3 motivos para conhecer e amar as obras de José Lins do Rego
29 de maio de 2023
Como apontado pelo texto anteriormente, essas obras são narradas em primeira pessoa, criando uma conexão quase instantânea entre Carlos Melo e o leitor. Durante “Doidinho”, por exemplo, o protagonista compartilha sua rotina em uma escola cheia de regras e professores autoritários. Órfão e praticamente sozinho no mundo, Carlinhos, ou Doidinho, apelido que ganha e também dá título ao segundo romance, ele se volta para o mundo dos livros, buscando conforto na trajetória de personagens cujo as jornadas são parecidas com as suas.
Aos poucos, o leitor acompanha Carlos crescer e passar de um menino sensível e que absorvia as coisas com base nessa característica, para um homem com uma moral um tanto quanto contraditória. Ao se tornar um homem, por exemplo, ele adquire plena consciência da exploração degradante dos trabalhadores do engenho.
Vale também observar que a trajetória de Carlinhos se assemelha bastante com a do próprio autor, tirando alguns detalhes pontuais aqui e ali. É essa característica um dos fatores que contribui muito para a mistura orgânica que José Lins do Rego traça ao fazer uma narrativa que envolve denúncias sobre uma época muito específica do nosso país, mas também algo que é pessoal e expressa os sentimentos humanos de forma complexa.
Na medida em que Carlos cresce e muda, o Brasil também. Traçar um paralelo entre as mudanças do protagonista e das coisas ao seu redor é um dos (vários) triunfos da narrativa de José Lins do Rego.
Outra coisa que o autor faz muito bem, no entanto, é essa mistura entre o regionalismo e o modernismo.
3) Fogo Morto
Considerado por muitos a obra-prima suprema de José Lins do Rego, aqui o autor passa a escrever sua história por meio de um narrador onisciente e divide sua narrativa em três momentos distintos.

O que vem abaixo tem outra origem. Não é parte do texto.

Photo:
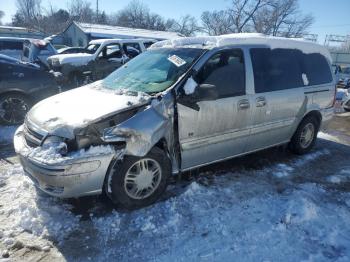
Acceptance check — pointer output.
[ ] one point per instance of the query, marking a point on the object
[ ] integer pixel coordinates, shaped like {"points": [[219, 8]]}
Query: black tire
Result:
{"points": [[115, 182], [13, 108], [297, 145]]}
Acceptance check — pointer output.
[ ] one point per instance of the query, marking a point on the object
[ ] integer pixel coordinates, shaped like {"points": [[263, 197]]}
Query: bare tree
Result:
{"points": [[55, 21], [241, 13], [137, 15], [186, 25], [272, 17], [216, 22], [282, 18], [80, 10], [236, 19], [28, 13]]}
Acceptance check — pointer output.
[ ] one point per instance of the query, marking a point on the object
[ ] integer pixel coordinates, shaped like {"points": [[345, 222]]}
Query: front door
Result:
{"points": [[218, 129]]}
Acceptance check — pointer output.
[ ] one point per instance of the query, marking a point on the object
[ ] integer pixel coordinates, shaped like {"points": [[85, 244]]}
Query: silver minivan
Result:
{"points": [[183, 104]]}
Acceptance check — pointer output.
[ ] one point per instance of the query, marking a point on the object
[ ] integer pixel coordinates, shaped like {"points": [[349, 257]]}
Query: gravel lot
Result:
{"points": [[268, 206]]}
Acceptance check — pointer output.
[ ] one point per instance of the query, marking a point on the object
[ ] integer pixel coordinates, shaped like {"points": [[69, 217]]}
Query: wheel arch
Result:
{"points": [[313, 113]]}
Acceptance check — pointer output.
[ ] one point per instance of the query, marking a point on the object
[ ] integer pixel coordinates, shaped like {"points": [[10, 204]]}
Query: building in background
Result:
{"points": [[11, 31], [80, 34]]}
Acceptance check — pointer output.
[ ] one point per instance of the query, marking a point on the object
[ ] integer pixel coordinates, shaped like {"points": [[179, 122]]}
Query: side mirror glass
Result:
{"points": [[190, 86], [207, 92]]}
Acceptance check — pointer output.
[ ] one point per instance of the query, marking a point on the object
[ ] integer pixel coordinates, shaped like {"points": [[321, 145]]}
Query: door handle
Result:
{"points": [[260, 102], [244, 104]]}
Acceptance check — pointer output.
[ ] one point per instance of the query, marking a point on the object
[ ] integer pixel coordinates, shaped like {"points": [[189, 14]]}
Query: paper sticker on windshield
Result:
{"points": [[176, 60]]}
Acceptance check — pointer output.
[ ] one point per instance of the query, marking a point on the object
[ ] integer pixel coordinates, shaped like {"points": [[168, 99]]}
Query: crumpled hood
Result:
{"points": [[73, 59], [61, 114]]}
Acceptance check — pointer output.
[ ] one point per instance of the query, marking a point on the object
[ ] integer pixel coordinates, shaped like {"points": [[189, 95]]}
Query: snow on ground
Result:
{"points": [[237, 214], [6, 134]]}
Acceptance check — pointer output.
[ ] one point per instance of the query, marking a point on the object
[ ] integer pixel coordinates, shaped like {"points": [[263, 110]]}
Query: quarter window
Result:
{"points": [[276, 69], [317, 69], [111, 51], [225, 70]]}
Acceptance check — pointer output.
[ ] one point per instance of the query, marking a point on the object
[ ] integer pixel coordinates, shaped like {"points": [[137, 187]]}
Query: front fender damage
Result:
{"points": [[144, 130]]}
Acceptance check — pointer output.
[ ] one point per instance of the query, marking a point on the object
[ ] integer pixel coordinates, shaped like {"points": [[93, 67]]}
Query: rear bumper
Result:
{"points": [[74, 177]]}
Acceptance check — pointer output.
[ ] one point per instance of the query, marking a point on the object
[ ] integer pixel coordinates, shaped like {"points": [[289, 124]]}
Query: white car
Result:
{"points": [[100, 58]]}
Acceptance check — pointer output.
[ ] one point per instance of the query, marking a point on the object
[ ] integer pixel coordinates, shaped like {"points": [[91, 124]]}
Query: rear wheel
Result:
{"points": [[13, 108], [137, 182], [305, 137]]}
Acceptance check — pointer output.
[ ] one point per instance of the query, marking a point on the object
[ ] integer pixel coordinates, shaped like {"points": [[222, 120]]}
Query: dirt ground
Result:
{"points": [[89, 242]]}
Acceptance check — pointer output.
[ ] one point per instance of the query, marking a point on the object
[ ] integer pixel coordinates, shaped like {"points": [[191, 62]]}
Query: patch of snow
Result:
{"points": [[282, 170], [238, 215], [6, 134], [23, 209]]}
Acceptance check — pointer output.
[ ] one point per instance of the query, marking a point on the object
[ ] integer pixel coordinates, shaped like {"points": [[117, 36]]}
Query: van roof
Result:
{"points": [[100, 41], [210, 42]]}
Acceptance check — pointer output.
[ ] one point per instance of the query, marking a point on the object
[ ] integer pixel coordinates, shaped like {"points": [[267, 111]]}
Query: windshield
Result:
{"points": [[91, 49], [153, 71]]}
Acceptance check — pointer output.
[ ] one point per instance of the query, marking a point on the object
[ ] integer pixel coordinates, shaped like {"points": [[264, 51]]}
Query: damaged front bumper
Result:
{"points": [[66, 178]]}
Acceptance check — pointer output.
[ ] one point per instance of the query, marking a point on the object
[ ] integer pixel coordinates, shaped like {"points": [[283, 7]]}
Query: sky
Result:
{"points": [[331, 16]]}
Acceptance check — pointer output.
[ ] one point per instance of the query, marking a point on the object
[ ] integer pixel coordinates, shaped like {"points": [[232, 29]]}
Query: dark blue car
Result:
{"points": [[21, 85]]}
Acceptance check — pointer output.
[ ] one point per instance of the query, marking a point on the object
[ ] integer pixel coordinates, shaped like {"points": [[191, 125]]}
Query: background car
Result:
{"points": [[71, 50], [37, 51], [99, 59], [21, 85], [12, 46]]}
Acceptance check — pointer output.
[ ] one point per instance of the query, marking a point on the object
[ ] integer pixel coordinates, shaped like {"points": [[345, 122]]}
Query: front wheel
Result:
{"points": [[13, 108], [137, 182], [305, 137]]}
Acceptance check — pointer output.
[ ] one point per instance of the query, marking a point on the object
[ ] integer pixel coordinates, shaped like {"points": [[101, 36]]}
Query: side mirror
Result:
{"points": [[202, 92], [206, 92]]}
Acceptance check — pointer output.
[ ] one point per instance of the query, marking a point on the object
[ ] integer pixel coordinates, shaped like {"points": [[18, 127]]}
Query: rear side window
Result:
{"points": [[276, 69], [225, 70], [12, 45], [316, 68]]}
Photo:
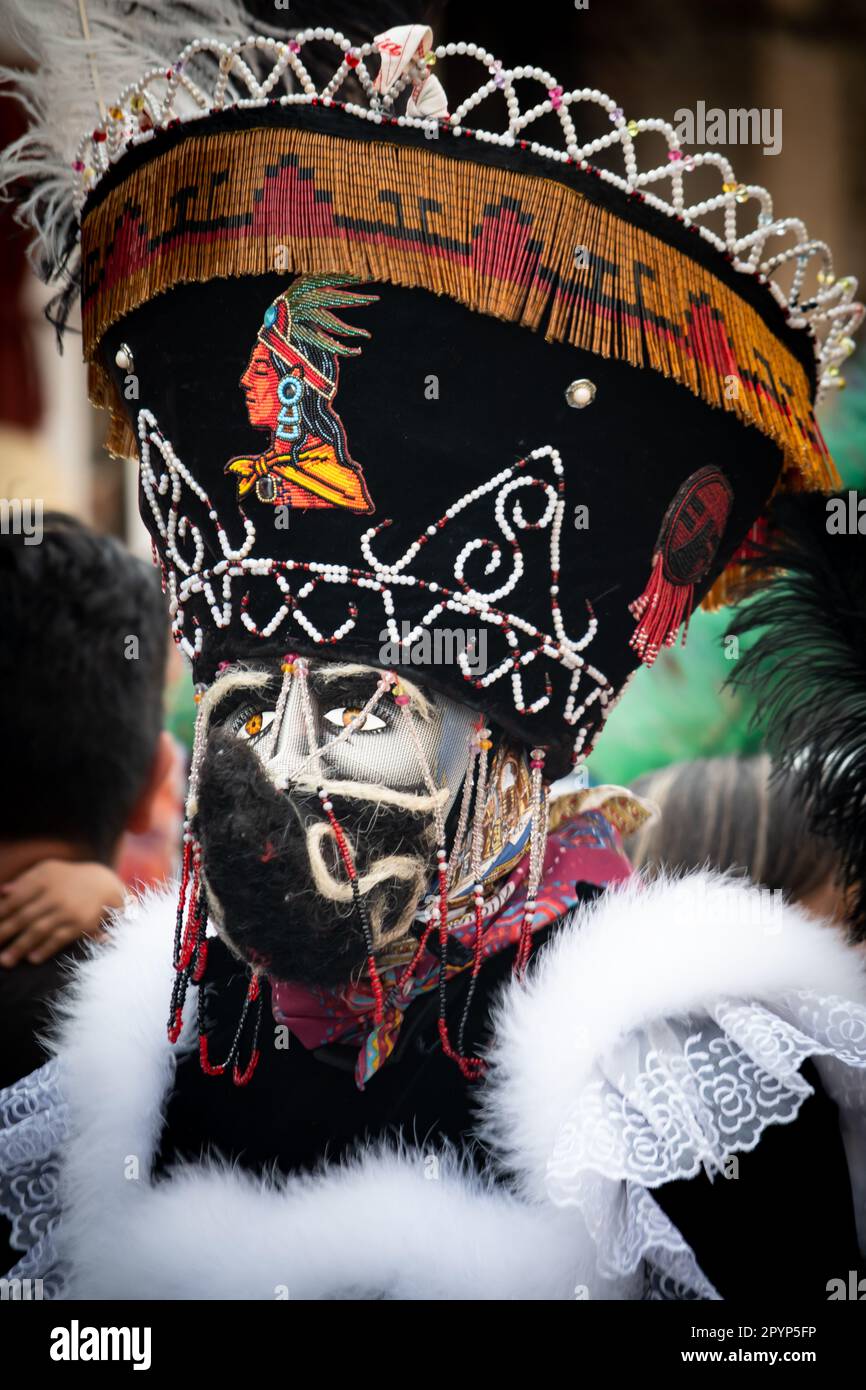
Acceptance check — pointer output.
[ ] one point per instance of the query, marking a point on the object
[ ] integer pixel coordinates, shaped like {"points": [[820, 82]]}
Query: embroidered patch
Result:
{"points": [[289, 385], [694, 524]]}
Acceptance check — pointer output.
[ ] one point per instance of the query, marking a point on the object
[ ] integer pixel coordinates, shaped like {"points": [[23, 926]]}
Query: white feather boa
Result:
{"points": [[638, 982]]}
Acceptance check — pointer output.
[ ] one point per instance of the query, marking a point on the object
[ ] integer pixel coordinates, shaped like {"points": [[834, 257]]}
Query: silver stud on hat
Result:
{"points": [[580, 394]]}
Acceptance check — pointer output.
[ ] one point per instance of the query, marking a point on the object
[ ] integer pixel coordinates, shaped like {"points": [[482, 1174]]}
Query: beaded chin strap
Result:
{"points": [[191, 930]]}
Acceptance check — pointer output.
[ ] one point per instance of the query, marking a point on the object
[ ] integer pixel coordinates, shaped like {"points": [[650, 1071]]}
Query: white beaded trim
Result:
{"points": [[829, 310], [186, 574]]}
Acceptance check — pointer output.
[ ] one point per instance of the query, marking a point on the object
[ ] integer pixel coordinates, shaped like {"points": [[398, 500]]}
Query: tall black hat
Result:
{"points": [[394, 375]]}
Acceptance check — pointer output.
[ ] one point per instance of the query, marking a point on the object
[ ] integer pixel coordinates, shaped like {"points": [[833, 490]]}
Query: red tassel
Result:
{"points": [[660, 610]]}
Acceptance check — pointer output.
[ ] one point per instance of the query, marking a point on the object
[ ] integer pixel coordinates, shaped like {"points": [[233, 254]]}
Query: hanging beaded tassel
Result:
{"points": [[360, 906], [191, 923], [470, 1066], [476, 855], [691, 533], [191, 933], [538, 840], [659, 610]]}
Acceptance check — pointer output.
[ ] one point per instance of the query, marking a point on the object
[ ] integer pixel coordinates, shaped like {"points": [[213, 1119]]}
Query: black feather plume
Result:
{"points": [[808, 667]]}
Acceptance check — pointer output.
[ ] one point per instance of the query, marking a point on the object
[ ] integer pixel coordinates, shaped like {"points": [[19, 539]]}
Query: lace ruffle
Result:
{"points": [[34, 1129], [685, 1096]]}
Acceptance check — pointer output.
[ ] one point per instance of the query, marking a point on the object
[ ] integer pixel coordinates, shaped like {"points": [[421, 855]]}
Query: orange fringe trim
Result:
{"points": [[498, 241]]}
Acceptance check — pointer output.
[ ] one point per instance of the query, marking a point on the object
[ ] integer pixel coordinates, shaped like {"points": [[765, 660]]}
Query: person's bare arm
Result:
{"points": [[53, 904]]}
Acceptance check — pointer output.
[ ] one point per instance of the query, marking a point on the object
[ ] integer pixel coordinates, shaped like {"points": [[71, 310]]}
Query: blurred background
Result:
{"points": [[802, 57]]}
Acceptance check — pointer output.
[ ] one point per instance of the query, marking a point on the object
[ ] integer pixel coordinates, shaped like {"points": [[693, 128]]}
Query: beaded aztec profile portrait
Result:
{"points": [[289, 385]]}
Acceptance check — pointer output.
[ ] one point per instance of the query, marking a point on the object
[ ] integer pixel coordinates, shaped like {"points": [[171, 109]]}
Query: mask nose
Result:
{"points": [[287, 744]]}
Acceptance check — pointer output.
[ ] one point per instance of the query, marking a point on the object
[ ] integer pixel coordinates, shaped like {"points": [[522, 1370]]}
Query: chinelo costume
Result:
{"points": [[398, 374]]}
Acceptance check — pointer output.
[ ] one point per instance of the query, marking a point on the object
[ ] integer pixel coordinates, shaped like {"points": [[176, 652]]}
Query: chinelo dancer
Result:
{"points": [[407, 1026]]}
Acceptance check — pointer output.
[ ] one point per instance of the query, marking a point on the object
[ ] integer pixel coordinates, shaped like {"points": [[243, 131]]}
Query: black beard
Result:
{"points": [[256, 862]]}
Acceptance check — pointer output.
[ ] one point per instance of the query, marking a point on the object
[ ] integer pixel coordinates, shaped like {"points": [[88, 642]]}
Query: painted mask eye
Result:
{"points": [[345, 713], [250, 723]]}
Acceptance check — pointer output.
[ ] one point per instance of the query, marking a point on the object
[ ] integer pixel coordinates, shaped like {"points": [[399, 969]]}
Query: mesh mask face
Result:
{"points": [[277, 887], [381, 754]]}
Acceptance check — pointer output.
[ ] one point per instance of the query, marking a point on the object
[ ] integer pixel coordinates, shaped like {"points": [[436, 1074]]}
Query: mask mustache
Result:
{"points": [[280, 893]]}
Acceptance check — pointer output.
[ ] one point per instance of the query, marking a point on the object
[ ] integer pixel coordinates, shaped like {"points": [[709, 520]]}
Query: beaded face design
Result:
{"points": [[273, 742], [288, 387], [284, 734]]}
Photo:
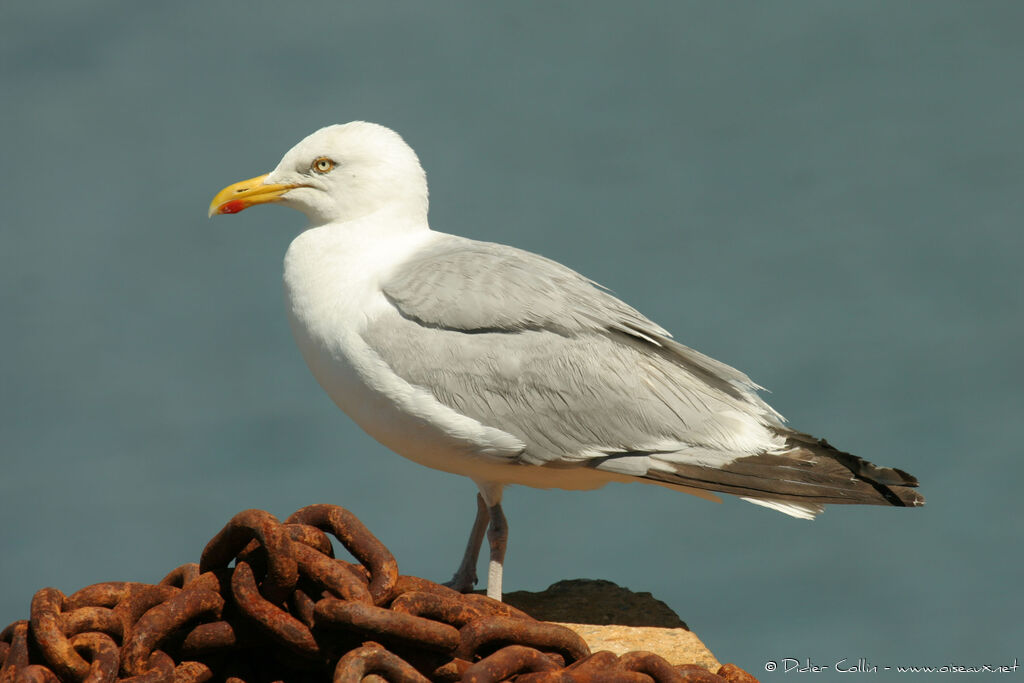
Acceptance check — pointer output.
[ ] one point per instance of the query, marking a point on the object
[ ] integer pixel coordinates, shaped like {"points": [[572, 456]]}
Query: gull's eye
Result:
{"points": [[323, 165]]}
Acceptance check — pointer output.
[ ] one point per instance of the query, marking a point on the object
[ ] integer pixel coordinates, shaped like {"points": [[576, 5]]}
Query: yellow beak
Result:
{"points": [[241, 196]]}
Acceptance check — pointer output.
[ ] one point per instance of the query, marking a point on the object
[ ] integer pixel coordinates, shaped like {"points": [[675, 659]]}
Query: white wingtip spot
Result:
{"points": [[798, 510]]}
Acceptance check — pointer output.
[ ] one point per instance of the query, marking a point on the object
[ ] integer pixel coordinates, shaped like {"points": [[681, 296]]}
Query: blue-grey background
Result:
{"points": [[826, 195]]}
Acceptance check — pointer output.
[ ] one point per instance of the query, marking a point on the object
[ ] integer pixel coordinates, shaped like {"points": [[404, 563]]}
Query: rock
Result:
{"points": [[615, 619], [676, 645], [595, 601]]}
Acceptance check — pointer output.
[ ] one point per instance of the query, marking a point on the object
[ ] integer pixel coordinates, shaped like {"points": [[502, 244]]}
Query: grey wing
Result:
{"points": [[525, 345], [474, 287]]}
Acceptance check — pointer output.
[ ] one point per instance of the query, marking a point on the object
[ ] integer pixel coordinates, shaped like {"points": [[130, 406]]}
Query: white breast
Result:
{"points": [[332, 285]]}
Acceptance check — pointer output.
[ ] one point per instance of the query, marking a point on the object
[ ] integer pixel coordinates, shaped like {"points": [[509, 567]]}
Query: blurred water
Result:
{"points": [[824, 195]]}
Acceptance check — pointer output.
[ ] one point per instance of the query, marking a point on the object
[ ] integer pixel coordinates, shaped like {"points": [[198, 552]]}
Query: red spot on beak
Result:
{"points": [[233, 206]]}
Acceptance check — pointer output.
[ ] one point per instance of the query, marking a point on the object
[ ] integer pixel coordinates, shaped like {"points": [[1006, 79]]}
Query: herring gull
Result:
{"points": [[497, 364]]}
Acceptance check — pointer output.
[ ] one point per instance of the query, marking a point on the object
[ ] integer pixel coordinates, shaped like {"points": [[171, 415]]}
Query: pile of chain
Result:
{"points": [[268, 602]]}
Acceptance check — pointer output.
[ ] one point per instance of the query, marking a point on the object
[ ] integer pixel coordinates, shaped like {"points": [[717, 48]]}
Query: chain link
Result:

No primeiro, ele conta as desventuras de José Amaro, que mora no Engenho de Santa Fé e passa por uma série de provações; no segundo, a figura principal é Lula de Holanda, senhor de engenho de Santa Fé. Aqui, a trama faz uma breve retomada até o momento em que o engenho foi construído, chegando até os momentos de sua decadência; e, por fim, a história aborda as jornadas de Capitão Vitorino pelas estradas que cercam Santa Fé.
Os três momentos do livro se cruzam, criando uma conexão entre os três personagens e suas respectivas trajetórias.
Mas por que esse livro é considerado uma obra-prima?
Ao misturar essas três narrativas, ele não apenas explora o estopim de um Brasil mudado e cruel, como também a vida de pessoas que foram profundamente afetadas por esses mesmos fatores, ainda que de formas bem diferentes. Um romance “híbrido”, que mistura ficção e realidade, “Fogo Morto” é poderoso pois explora tudo que existe de bom nas histórias de José Lins do Rego: sua escrita pessoal e sincera, e ao mesmo tempo com o tom dramático e pertinente.